1 300 ares pour de l’art Une exposition dans une exploitation Alternative ou avant-gardisme ?
Le décor est planté, au propre et au figuré. Sous l’innocente herbe verte, à côté de la pépinière, une sacrée histoire est enterrée.
Pays-Bas. Petit village de Heeswijk (52° 30’ N, 5° 45’ E).
Une exploitation agricole touchée en 1996 par la peste porcine. Mortelle pour le cochon, elle ne se transmet pas à l’homme. Tous les animaux sont abattus, les carcasses incinérées et enterrées. Le fermier, cherchant une autre source de revenus, se met à fabriquer du mobilier de jardin, vite réputé pour son design.
En 2003, un ami lui propose d’utiliser sa parcelle en jachère comme un lieu d’exposition d’art. C’est la première édition du Kunst Camping (www.dekunstcamping.nl/archief/ArchiefGeheel.htm). Pendant quatre ans s’organise une zone autonome temporaire, un campement estival assemblé de divers habitats réalisés sur place par des artistes invités ou de passage. Un petit succès pour cet art contemporain à la campagne. De belles fondations pour l’avenir.

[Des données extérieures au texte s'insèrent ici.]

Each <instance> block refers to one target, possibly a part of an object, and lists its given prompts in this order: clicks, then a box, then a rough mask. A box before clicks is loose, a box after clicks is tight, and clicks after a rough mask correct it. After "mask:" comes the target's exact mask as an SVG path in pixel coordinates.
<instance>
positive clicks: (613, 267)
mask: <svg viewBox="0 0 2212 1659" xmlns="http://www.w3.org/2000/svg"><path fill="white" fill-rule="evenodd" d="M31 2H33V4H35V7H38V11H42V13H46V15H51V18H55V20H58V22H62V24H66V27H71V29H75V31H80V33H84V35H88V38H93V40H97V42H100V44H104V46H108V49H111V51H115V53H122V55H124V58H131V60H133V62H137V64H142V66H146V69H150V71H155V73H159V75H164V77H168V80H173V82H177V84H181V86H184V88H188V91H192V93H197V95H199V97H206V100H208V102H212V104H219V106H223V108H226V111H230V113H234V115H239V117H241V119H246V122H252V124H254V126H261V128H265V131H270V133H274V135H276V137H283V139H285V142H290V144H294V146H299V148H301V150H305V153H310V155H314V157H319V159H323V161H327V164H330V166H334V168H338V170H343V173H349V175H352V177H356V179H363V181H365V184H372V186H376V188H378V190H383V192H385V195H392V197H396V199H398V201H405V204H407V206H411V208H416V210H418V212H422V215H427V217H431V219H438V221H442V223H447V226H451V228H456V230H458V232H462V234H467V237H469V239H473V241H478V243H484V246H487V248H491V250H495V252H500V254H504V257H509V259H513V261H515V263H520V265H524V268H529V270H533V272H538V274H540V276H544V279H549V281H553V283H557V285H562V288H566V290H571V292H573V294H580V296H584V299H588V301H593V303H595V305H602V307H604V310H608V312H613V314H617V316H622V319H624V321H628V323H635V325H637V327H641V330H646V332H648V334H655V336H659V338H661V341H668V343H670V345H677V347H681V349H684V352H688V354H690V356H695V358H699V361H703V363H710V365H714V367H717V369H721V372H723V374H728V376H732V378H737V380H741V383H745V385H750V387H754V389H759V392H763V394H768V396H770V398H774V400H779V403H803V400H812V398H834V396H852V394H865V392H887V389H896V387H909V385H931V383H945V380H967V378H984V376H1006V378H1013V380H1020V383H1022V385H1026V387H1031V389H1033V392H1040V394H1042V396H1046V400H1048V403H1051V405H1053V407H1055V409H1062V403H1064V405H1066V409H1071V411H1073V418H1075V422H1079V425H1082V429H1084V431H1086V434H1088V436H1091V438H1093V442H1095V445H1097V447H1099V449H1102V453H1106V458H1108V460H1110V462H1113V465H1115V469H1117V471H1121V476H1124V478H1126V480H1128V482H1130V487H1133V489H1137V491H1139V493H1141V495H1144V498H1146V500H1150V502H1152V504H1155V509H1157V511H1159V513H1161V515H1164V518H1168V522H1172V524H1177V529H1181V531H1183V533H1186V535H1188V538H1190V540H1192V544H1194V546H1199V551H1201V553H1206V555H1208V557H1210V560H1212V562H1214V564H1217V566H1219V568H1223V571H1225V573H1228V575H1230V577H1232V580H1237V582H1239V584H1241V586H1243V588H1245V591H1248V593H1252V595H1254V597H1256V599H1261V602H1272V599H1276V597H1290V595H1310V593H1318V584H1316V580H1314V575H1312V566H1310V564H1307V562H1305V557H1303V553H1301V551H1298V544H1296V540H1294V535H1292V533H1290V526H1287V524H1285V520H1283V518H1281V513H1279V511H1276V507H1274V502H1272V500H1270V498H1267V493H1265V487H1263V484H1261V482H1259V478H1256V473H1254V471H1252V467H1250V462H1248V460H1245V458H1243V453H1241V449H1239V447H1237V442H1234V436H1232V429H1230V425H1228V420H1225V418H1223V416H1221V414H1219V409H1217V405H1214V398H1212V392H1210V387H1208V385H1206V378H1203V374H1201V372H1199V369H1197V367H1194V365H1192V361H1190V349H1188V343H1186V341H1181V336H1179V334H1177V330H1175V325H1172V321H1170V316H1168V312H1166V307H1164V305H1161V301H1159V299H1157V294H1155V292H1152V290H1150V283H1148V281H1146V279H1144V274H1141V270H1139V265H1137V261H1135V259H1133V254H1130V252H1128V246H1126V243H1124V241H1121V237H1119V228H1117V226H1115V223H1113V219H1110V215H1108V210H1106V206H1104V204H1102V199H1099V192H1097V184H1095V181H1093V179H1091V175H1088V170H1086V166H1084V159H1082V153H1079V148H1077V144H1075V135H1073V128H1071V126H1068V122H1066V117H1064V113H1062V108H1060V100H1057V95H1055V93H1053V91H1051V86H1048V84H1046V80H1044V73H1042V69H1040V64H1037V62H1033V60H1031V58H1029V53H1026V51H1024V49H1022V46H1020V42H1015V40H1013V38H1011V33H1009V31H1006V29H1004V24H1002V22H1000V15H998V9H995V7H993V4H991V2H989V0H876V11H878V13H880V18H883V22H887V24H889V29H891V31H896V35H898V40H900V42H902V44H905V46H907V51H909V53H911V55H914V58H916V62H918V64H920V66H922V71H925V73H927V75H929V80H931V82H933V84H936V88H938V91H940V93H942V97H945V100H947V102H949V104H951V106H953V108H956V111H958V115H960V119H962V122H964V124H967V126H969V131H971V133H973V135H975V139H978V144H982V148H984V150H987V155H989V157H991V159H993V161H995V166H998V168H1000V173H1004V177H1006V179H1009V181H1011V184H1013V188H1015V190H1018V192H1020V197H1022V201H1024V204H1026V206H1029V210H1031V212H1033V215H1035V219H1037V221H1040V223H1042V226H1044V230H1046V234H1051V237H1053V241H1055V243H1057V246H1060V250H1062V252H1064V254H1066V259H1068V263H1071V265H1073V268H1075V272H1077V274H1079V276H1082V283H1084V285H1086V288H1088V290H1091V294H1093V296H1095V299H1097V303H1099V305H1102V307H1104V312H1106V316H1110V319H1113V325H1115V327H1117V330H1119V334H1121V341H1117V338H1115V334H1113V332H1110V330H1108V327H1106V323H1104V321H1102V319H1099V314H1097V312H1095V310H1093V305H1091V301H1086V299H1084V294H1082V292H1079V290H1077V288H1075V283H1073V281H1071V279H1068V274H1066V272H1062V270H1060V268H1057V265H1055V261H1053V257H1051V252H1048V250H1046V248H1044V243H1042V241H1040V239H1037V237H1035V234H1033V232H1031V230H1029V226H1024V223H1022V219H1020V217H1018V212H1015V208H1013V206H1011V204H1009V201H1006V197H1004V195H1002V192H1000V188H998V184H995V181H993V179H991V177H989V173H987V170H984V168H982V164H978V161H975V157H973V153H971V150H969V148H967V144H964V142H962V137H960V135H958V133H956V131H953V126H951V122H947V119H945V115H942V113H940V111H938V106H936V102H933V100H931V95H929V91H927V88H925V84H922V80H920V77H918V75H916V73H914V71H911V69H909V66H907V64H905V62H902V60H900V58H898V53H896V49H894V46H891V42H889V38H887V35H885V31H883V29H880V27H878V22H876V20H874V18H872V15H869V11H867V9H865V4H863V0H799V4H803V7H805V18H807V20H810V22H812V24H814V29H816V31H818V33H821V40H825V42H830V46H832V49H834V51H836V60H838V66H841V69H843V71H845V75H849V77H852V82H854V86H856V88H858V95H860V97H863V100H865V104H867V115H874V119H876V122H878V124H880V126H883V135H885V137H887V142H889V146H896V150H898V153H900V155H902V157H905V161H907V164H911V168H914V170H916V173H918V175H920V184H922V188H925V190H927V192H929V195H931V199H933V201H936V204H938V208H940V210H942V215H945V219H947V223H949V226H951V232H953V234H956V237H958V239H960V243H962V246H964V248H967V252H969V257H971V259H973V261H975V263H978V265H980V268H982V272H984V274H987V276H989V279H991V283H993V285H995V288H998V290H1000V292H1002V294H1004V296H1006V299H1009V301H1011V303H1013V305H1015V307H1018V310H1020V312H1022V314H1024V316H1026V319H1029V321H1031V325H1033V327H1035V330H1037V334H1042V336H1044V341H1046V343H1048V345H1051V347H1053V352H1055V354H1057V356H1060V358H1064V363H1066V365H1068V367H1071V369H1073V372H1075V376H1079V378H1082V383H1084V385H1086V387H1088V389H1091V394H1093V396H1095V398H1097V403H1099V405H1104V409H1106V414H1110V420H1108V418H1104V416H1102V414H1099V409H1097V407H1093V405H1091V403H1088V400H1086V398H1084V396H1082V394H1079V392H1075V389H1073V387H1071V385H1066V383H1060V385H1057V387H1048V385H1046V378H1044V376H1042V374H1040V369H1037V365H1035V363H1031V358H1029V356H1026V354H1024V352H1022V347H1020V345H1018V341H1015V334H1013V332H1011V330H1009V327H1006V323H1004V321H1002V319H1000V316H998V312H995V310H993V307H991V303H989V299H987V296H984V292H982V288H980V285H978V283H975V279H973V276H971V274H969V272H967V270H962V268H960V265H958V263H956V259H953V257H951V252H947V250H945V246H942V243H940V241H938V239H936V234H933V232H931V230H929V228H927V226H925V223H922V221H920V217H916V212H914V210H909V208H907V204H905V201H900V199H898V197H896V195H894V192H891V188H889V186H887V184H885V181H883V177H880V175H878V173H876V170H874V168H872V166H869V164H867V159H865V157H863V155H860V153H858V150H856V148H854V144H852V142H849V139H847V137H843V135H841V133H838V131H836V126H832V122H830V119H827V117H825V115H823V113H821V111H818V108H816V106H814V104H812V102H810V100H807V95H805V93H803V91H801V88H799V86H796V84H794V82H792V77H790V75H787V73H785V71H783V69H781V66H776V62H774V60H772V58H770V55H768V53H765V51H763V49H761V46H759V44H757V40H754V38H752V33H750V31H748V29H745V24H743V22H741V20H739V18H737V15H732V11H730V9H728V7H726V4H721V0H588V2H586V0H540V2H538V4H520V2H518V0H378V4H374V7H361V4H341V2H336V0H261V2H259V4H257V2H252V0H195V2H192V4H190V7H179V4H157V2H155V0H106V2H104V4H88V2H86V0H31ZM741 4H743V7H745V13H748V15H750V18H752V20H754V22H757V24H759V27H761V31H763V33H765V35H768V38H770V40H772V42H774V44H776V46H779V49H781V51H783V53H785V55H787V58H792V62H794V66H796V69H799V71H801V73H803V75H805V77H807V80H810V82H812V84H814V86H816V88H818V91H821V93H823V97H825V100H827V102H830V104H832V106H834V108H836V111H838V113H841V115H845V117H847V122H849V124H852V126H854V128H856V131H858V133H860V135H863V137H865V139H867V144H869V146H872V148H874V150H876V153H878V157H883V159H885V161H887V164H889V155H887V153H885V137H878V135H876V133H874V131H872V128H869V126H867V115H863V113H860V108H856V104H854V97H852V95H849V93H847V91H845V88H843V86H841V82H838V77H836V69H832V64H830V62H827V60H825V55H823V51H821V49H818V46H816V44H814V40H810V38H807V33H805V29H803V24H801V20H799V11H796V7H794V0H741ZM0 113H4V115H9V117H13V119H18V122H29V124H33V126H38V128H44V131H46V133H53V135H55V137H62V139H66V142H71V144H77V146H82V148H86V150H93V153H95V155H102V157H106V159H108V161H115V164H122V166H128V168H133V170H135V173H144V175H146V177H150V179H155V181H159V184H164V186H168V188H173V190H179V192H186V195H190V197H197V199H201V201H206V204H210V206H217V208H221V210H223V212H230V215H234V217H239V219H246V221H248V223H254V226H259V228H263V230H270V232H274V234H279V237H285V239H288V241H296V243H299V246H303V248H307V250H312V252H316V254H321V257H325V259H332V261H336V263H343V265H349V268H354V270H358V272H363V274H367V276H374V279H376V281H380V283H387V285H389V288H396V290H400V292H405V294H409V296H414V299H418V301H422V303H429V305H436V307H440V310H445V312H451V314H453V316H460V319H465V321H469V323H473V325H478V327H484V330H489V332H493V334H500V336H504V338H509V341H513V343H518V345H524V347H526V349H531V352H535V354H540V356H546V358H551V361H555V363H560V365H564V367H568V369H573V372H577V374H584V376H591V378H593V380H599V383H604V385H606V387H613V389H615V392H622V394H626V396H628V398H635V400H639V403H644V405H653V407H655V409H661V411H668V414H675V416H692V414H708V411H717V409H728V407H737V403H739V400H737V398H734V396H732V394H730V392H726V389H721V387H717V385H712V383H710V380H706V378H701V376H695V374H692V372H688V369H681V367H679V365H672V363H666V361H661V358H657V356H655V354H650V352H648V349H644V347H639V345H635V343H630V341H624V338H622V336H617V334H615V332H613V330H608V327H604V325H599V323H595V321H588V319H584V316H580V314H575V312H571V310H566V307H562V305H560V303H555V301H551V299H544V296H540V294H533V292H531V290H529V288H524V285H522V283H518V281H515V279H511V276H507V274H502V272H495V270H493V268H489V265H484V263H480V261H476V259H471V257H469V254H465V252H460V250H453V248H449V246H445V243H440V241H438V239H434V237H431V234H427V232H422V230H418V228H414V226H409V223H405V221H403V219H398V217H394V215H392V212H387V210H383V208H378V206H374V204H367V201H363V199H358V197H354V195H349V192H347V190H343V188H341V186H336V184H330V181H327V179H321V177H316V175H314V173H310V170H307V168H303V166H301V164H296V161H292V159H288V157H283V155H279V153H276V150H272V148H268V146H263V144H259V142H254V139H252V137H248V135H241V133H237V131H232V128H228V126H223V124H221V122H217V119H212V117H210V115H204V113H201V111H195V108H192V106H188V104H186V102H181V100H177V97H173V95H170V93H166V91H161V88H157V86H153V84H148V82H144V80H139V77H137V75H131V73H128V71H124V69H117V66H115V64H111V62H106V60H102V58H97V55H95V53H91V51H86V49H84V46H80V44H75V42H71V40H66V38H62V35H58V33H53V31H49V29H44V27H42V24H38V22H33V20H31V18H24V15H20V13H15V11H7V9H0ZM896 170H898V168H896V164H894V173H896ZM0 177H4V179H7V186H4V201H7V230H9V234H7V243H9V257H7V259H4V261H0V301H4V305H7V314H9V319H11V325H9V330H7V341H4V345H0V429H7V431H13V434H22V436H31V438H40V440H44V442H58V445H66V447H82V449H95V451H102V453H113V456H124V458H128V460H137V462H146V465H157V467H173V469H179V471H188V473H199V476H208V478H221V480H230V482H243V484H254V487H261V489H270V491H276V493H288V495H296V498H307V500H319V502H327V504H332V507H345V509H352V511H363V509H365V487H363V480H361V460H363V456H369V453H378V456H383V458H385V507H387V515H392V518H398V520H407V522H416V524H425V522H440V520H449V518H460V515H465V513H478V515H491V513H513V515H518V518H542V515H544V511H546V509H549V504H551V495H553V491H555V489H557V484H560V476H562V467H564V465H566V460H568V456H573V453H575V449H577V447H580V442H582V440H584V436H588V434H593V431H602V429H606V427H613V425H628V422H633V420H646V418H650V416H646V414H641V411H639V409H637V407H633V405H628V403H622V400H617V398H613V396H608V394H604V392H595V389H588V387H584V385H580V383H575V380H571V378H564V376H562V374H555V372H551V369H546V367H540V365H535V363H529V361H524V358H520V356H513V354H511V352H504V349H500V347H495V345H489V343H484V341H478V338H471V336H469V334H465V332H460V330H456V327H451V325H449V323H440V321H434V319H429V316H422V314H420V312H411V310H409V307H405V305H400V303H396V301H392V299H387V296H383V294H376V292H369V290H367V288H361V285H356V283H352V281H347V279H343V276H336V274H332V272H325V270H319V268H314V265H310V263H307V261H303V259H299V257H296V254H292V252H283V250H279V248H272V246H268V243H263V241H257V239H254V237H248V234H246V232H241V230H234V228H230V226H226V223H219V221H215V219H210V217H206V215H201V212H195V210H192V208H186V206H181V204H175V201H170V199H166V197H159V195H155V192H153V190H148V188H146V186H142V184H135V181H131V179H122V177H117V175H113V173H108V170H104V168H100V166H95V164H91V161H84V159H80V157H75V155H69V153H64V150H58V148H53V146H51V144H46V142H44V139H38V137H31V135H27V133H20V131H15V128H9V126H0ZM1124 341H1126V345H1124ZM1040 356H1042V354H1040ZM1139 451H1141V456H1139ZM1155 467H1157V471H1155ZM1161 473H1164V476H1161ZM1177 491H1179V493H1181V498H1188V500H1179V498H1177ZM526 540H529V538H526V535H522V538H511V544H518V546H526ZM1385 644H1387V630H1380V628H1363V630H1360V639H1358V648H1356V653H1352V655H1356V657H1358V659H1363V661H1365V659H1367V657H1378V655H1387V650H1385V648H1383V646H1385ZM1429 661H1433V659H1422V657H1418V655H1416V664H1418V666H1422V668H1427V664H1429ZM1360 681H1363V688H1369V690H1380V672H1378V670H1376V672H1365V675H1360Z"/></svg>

Septembre 2007. “Les ambitions grandissent vite.”
Réaction de Matthijs Bosman, curateur de l’exposition héritière Dertien Hectare (Treize hectares), à l’explication du pourquoi et du comment : “Face à mes choix, l’organisation a eu peur que ces artistes, citadins pour la plupart, célèbres pour certains, ne trouvent aucun intérêt à ce projet paumé dans la campagne sud-hollandaise. Aussi tout le monde s’est montré créatif, têtu et rural pour ne pas imiter les initiatives artistiques des villes.” A l’entendre, le microcosme a bien des avantages : “Le réseau d’entreprises locales et de politiciens a fait que tout soit réalisable. Et puis quel bonheur de pouvoir offrir à un artiste un hectare de lieu d’intervention !”
Un artiste + un hectare de champ = une œuvre écolo ?
Le raccourci est facile, certains ont usé de cet environnement naturel pour poser une méthodologie dénonciatrice, s’en servir de vecteur narratif et créer une poésie. Marjolijn Dijkman a déterré un jeune chêne récemment planté dans le pré et l’a emporté pendant son voyage en Pologne. Elle a pénétré illégalement dans la fameuse forêt primaire de Bialowieza, échangé l’arbre hollandais contre un de la réserve naturelle, ramené et planté l’objet du troc à la place du chêne d’origine. Une mise en exergue efficace du business écolo, vidéo à l’appui.
Pendant deux jours, Jeroen Jongeleen a accroché dans les arbres des milliers de sacs plastique de couleur. Comme si la présence d’un centre commercial dans une campagne désolée n’était plus absurde. Son installation, “Who’s afraid of red, yellow, blue, green, orange and purple ?”, accuse une société qui consomme, qui pollue avec un certain esthétisme. Le sac jetable du magasin est synonyme du sac durable dans la nature. Un paradoxe ! Faut-il trouver de la beauté à ce qui défigure ? Matthijs Bosman le précise : “L’intrusion d’objets artificiels dans un paysage naturel fait que le lieu devient spécial. Sans ces/ses œuvres d’art, il ne serait rien.”
L’exposition, qui n’aura duré qu’un mois, était sous-titrée “The meadow that wanted to become famous, soit le pré qui voulait devenir célèbre. “Par chance, le pré a choisi l’art pour y arriver”, conclut-il.
L’humanité entretient ses lieux célèbres par des actes de guerre (Waterloo, Hiroshima, les plages de Normandie…), par des catastrophes (Tchernobyl, tunnel du Mont-Blanc…), par leur mythologie (Area 51…) ou par leur importance archéologique. L’exposition Dertien Hectare aura introduit la reconnaissance d’un lieu par l’art, avec plus d’avenir et moins de passé.